From that moment the families of Sian and Becky (including the excellent Siobhan Finneran and Imelda Staunton) were fighting to find justice for their girls in a case that threatened to collapse at any moment. For Fulcher, his career was on the line.
READ MORE: FOR OUR REVIEW OF A CONFESSION
17 The Capture
Starring Holliday Grainger and Callum Turner The Capture was a classic cat-and-mouse chase thriller a la North By Northwest and The Fugitive, but brought bang up to date.

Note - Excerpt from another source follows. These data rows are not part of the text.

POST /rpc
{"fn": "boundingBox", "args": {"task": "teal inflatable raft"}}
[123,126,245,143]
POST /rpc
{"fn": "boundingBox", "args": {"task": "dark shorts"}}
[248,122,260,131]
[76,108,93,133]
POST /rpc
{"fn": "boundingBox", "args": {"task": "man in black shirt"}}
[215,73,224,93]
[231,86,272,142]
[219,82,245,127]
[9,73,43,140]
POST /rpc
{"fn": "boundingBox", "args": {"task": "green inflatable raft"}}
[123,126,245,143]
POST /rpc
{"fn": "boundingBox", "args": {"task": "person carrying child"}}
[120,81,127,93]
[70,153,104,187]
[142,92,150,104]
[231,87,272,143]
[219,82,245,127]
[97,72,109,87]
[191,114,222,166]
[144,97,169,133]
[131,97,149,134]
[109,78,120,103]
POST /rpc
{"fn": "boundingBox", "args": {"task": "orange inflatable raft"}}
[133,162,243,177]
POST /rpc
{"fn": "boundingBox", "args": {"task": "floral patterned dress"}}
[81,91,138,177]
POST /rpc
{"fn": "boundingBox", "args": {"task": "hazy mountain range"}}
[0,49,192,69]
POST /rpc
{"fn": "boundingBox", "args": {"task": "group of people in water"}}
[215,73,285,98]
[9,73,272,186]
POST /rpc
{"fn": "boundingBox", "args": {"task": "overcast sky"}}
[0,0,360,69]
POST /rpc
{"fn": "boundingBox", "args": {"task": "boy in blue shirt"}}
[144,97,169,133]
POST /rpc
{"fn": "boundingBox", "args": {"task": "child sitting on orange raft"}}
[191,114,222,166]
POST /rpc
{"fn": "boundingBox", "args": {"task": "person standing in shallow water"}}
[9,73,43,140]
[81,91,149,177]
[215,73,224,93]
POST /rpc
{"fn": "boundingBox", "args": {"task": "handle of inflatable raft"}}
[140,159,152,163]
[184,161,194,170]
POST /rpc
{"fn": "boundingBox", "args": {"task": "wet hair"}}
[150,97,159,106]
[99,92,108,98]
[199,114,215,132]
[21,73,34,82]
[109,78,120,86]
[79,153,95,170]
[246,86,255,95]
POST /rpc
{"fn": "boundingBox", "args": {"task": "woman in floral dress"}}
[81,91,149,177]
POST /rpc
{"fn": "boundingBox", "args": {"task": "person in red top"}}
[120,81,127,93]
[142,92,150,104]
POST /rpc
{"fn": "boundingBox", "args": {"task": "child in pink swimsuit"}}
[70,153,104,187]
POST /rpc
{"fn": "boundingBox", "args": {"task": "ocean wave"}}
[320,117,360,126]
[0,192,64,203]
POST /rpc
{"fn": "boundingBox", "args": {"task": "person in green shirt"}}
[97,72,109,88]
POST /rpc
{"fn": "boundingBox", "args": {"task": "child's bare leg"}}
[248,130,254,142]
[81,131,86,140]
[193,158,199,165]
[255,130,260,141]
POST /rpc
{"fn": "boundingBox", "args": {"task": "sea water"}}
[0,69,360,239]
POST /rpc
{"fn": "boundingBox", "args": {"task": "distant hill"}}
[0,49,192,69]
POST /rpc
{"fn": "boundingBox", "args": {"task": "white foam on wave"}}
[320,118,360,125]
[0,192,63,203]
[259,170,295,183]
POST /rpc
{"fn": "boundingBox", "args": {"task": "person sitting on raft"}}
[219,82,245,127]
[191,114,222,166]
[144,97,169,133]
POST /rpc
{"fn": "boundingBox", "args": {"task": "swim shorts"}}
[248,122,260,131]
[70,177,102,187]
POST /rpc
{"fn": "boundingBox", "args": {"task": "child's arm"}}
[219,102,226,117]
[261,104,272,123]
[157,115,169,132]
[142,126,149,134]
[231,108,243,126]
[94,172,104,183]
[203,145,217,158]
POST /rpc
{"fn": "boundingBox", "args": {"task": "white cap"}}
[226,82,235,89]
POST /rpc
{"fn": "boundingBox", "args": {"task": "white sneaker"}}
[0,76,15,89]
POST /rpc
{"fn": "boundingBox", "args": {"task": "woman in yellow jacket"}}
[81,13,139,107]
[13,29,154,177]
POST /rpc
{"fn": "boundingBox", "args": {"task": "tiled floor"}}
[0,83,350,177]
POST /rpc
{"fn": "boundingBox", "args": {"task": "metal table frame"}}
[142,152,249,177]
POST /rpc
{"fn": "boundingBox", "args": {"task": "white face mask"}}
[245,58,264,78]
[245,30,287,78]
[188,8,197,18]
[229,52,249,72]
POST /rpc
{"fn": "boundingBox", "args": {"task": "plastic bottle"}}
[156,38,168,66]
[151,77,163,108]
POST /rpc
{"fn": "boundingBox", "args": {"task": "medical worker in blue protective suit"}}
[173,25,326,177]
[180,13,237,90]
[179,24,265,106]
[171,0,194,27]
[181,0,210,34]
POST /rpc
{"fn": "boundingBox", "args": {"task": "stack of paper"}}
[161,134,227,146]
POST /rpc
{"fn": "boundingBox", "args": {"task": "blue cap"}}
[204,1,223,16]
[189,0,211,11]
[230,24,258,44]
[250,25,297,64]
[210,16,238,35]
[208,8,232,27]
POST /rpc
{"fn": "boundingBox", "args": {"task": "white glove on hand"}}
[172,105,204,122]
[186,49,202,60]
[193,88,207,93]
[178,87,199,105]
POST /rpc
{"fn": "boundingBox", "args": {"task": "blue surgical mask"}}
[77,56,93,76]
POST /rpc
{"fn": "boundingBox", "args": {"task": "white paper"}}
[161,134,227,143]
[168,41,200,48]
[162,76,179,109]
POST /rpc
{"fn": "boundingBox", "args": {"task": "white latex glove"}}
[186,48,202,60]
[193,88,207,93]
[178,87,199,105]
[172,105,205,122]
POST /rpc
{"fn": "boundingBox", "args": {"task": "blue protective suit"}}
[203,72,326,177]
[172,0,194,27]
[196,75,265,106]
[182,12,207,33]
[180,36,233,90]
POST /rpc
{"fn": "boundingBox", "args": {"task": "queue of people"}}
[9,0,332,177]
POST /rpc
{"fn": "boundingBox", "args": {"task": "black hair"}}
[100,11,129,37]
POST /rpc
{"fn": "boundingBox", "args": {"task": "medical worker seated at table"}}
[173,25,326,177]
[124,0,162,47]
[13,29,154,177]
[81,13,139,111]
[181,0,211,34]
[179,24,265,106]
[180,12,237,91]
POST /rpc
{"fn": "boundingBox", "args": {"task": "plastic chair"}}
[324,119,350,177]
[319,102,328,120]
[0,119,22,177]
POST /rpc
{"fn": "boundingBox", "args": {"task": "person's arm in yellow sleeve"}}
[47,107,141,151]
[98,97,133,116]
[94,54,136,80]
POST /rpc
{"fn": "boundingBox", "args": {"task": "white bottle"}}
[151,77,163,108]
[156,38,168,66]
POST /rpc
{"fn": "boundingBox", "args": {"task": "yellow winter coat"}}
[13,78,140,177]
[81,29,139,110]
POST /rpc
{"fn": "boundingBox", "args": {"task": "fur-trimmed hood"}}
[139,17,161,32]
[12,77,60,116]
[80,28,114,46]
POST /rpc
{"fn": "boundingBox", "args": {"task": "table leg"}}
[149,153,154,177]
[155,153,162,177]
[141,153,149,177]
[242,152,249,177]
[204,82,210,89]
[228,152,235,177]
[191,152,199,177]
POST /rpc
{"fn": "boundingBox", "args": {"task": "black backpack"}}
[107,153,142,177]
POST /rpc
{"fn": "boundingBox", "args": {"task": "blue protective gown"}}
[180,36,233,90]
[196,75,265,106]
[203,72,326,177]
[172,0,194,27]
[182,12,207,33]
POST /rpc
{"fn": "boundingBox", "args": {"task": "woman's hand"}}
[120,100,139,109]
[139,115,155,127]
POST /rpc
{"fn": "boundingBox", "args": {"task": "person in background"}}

Turner starred as Shaun Emery, a volatile Afghanistan vet who had just been cleared of murder while in theatre. On the very same night of his exoneration, he drunkenly accompanied his lawyer to her bus stop and leaned in for a kiss, but on CCTV he was seen assaulting her. And, when the lawyer herself goes missing and was later found dead in the boot of a car, Callum became a murder suspect on the run. Following him was Grainger’s DI Rachel Carey, a hotshot young detective who had precociously ascended the ranks.
At first adversaries, and then finding themselves on the same side, together they tried to expose nefarious secret agencies within the security forces.
With a breathless pace, The Capture had a bit of the Line Of Dutys about it, but there was something interesting and terrifying about this six-parter – the fact that everything we believed to be true and some of the things we hold most dear (our very own identities) could be manipulated and used against us.
READ MORE: FOR OUR REVIEW OF THE CAPTURE
Another true-crime dramatisation, this time we headed to Texas to watch how cult leader David Koresh manipulated and gently coerced a group of lost souls to follow him until the whole place went up in flames.
We knew the outcome to the siege of the Branch Davidians in Waco, Texas, in 1993, but this excellent series put so much more meat on the bone. It presented cult leader David Koresh not as a cartoonish, fire and brimstone preacherzilla but as a nuanced human being – a deeply narcissistic, deluded one, at that – and the people who chose to stay with him to the bitter end also as real, broken human beings.
And right up until the last moment, when a fire ripped through the compound killing 76 people, there was a sense that a way out could be achieved.
The series has been criticised in the US for presenting Koresh in a sympathetic light, but we disagreed – this series presented him as a monster, but a monster not in the two-dimensional, cartoonish villain way. Koresh was sly. A nerdily charismatic leader, he excelled at slow-burn persuasion and pressure. He was a complex character, and this series afforded a portrayal that fit his personality. Tyler Kitsch, in the lead role, was absolutely superb, nailing his curious charm, and occasionally baring his teeth in moments when that charm slipped.
But we also saw the FBI’s role in the whole sorry saga, and in the end were left with the feeling that if it wasn’t for two deeply entrenched sets of people, this tragedy could and should have been avoided.